What is MVCC?
What are the benefits of using MVCC (problems solved)
There are 4 isolation levels in SQL: read uncommitted, read committed, repeatable read, and serialized. They read the three types respectively as shown below:
dirty read | non-repeatable read | phantom reading | |
Read uncommitted | × | × | × |
Read submitted | √ | × | × |
repeatable read | √ | √ | × |
serialization | √ | √ | √ |
As can be seen from the above table, from top to bottom, the lower the isolation level, the lower the performance, but the smaller the problem of data concurrency, and by the time of serialization, it is already the slowest performance. However, MVCC version concurrency control can make repeatable reading and solve the problem of phantom reading , which greatly enhances the performance of SQL. As shown below:
dirty read | non-repeatable read | phantom reading | |
Read uncommitted | × | × | × |
Read submitted | √ | × | × |
Repeatable read/serialization | √ | √ | √ |
Repeatable reading/serialization uses the MVCC+Next-key lock mechanism.

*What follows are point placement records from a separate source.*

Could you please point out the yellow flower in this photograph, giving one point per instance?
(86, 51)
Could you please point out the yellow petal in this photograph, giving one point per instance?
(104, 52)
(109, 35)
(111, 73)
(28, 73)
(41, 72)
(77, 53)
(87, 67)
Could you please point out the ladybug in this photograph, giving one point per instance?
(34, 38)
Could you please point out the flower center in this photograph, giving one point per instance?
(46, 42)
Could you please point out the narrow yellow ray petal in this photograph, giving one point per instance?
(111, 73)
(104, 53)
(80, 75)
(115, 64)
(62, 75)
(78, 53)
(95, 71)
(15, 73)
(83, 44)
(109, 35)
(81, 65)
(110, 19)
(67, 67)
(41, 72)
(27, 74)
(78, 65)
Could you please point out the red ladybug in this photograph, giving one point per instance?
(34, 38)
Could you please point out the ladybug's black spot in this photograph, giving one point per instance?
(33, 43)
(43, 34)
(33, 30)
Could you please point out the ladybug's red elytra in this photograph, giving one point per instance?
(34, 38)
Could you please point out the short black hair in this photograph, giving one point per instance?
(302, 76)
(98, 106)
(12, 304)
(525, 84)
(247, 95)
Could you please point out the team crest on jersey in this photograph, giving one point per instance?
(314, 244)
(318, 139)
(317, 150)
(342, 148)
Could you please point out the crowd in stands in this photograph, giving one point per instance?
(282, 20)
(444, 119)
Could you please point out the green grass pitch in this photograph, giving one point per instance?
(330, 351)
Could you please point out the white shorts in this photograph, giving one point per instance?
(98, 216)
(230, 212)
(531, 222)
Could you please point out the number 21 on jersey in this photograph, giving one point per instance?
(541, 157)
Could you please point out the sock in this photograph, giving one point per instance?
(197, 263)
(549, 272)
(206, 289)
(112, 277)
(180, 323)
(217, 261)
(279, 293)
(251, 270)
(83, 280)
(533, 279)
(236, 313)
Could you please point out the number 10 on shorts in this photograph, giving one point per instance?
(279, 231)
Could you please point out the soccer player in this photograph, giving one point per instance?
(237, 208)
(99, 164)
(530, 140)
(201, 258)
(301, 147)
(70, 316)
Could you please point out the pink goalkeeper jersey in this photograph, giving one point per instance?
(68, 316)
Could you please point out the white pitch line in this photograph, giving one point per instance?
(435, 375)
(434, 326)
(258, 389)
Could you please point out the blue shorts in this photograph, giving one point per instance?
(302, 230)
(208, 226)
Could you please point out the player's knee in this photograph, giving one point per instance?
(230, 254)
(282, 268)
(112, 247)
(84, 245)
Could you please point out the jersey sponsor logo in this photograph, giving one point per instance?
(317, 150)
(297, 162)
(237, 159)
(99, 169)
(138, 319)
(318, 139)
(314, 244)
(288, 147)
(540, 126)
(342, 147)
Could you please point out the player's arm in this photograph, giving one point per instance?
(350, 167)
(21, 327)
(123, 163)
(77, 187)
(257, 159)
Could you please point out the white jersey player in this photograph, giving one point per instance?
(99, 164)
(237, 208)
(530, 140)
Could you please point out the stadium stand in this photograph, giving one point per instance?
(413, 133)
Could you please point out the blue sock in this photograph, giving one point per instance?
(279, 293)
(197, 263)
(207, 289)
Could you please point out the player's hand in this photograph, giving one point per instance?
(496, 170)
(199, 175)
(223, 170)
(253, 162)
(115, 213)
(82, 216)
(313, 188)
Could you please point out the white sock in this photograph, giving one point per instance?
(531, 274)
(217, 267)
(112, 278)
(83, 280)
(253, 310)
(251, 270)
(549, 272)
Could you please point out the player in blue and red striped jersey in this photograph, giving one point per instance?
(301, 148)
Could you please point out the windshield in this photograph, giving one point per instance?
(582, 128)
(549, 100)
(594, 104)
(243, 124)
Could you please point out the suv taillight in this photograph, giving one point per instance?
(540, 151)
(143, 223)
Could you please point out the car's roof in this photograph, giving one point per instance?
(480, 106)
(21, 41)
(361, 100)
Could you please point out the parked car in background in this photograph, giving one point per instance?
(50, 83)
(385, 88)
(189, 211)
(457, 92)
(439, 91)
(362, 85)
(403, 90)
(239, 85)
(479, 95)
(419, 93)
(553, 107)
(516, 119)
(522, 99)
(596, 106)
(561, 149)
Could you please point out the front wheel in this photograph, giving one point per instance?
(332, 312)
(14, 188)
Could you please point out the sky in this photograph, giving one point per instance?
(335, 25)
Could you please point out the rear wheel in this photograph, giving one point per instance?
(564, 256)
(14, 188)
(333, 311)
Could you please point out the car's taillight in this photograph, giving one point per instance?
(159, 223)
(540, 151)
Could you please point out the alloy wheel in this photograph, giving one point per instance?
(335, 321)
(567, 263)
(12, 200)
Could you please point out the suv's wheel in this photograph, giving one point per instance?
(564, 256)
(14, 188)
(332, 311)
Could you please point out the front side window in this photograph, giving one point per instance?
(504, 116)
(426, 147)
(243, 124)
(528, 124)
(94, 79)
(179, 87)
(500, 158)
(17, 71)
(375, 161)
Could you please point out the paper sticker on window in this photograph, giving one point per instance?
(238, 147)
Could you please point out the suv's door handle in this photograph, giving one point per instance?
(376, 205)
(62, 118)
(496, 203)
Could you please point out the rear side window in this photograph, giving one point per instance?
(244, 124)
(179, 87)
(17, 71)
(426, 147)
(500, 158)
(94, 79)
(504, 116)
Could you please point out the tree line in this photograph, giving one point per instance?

MVCC can not use the lock mechanism, but solve the problem of non-repeatable reading and phantom reading through optimistic locking! It can replace row-level locks in most cases and reduce system overhead.
Implementation principle of MVCC
The implementation principle of MVCC is: hidden fields , UNDO LOG field chain , READ VIEW view
What is ReadView
In the MVCC mechanism, when multiple transactions update multiple versions of the same row record , multiple historical snapshots will be generated, and these historical snapshots are stored in the UNDO LOG. If a transaction wants to query this row record, it needs to read Which version of the row record should be obtained? At this time, we need READ View to help us solve the visibility problem.
ReadView is a transaction that performs a snapshot read operation when using the MVCC mechanism to generate a read view. When a transaction is started, a current snapshot of the database system will be generated. InnDB constructs a set of arrays for each transaction to record and maintain the ID of the currently active transaction in the system .
The ReadView view mainly contains 4 important contents:
1. creator_trx_id: the transaction ID that created this ReadView
2. trx_ids: Indicates the ID list of the current active transaction when generating ReadView.
3. up_limit_id: the smallest transaction ID of the active transaction
4. low_limit_id: indicates the system’s maximum transaction ID + 1
MVCC operation process
When we query a record, we will first get the version number of the transaction, which is its own transaction ID, and then generate
undo log (historical snapshot) + ReadView In ReadView, the ID of the smallest transaction will be compared with the current trx_ids. If it is in the current active list, continue to search downwards until it finds a piece of data smaller than itself.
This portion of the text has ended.